Now that he had everyone looking at him, he brought out a drum and began loudly chanting, Indian-style, and banging that drum like he is a Native-American shaman or something. After a few minutes of this, the younger guy brought a guitar out, climbed up and joined him in chanting. The woman walked around shouting, "Water is life!" "Water is life!" This went on until the sun had set and it was dark.

Long lines formed to wait for the bus. We were in line for almost an hour because there were only two buses running and only about 20 people could get on each time. The line snaked beside Johnny's truck and I glanced in as I slowly passed. It was just as filthy inside as out and it obviously had been serving as living quarters for them for a long time. The woman was telling everyone that passed, "Water is life!" I was upset that they had basically ruined everyone's enjoyment of a beautiful sunset, a beautiful moment. As she looked at me and said for the hundredth time, "Water is life" I wanted to say water is also for bathing, you should try it sometime, but it had been a long day, I was really tired and I doubted she would get it so I walked on without a word.

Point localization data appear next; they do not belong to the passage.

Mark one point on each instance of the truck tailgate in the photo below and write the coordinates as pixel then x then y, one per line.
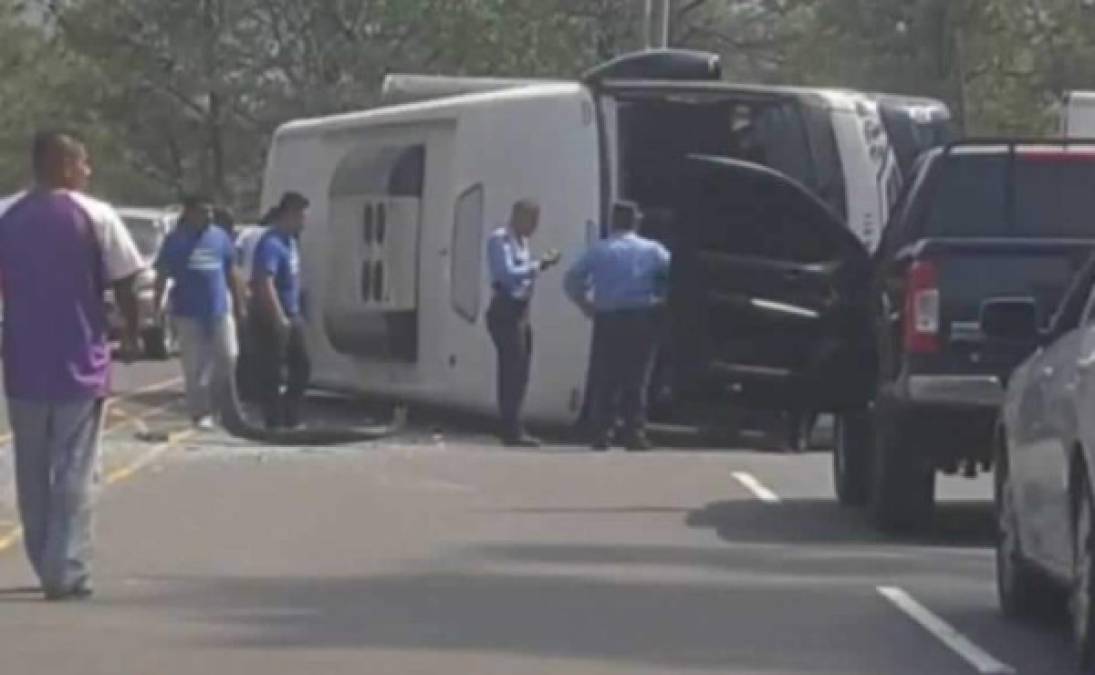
pixel 972 271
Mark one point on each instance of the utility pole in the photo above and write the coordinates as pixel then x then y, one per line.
pixel 666 20
pixel 648 25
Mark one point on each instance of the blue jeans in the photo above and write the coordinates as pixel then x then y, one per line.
pixel 56 476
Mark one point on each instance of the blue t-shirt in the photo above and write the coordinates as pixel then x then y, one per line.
pixel 277 258
pixel 199 262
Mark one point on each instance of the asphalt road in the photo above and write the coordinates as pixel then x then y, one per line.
pixel 448 555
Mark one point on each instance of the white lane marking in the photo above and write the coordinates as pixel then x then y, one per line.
pixel 984 662
pixel 755 485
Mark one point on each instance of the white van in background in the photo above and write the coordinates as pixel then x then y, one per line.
pixel 404 196
pixel 1078 114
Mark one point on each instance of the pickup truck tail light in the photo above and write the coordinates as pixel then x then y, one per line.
pixel 922 309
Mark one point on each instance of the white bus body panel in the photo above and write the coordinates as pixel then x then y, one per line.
pixel 872 178
pixel 422 336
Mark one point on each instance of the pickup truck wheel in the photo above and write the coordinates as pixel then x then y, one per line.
pixel 1023 592
pixel 902 482
pixel 851 458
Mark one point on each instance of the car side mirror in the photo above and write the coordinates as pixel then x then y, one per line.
pixel 1012 319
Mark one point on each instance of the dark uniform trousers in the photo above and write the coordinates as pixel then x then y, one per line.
pixel 624 345
pixel 281 370
pixel 508 321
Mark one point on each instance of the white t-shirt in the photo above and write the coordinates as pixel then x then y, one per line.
pixel 120 256
pixel 246 241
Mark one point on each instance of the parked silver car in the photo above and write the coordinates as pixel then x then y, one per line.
pixel 149 227
pixel 1045 464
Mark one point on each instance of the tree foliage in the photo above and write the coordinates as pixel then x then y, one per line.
pixel 179 94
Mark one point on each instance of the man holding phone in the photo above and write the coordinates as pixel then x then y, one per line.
pixel 513 277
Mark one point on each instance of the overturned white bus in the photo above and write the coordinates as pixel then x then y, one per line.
pixel 771 189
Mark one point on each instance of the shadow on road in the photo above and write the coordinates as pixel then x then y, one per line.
pixel 711 626
pixel 957 524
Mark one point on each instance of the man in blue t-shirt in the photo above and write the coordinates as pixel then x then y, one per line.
pixel 200 261
pixel 277 325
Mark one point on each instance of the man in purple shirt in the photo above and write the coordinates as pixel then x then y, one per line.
pixel 58 251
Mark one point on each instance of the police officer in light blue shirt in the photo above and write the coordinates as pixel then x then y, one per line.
pixel 622 283
pixel 513 277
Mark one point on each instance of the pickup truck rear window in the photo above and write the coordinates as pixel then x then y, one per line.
pixel 1053 196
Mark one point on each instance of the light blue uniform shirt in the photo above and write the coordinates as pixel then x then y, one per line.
pixel 623 272
pixel 513 270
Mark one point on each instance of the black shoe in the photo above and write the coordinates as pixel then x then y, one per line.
pixel 80 592
pixel 520 441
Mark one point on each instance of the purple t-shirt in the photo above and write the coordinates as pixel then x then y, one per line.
pixel 58 251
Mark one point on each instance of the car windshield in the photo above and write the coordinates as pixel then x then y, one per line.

Inconsiderate, self-centered Johnny
We left the next morning and other than Johnny and company's inconsiderate chanting and proclamations, we had a wonderful time. I would definitely recommend staying in one of the "inside the park" accommodations. They are all close to a shuttle stop and the buses run every few minutes. Cost for a room is around $200 - $250 per night and worth it. We had a car so we drove the routes some of the time, but even though we never had much trouble finding a parking spot at an overlook or other site, we found it easy and convenient to take a shuttle. We spent three full days in the park and that was enough to see everything along the southern rim. If you plan on taking a hike or two, you will need to plan more time. I hiked several trails here years ago and recommend you do too. (It was on one of those hikes that I first encountered Ponderosa pine trees - their bark smells like vanilla!) Unfortunately, hiking at the 7,000+ foot elevation and in the heat was not possible this time and I regret it. Oh well, it was still most enjoyable and the visit gets 2 thumbs up from all of us!





Feeling small at Grand Canyon
This big fella was on the side of the road and didn't
mind his picture being taken at all






This picture of Youngest-daughter perfectly sums up
our trip to the Grand Canyon - awesome!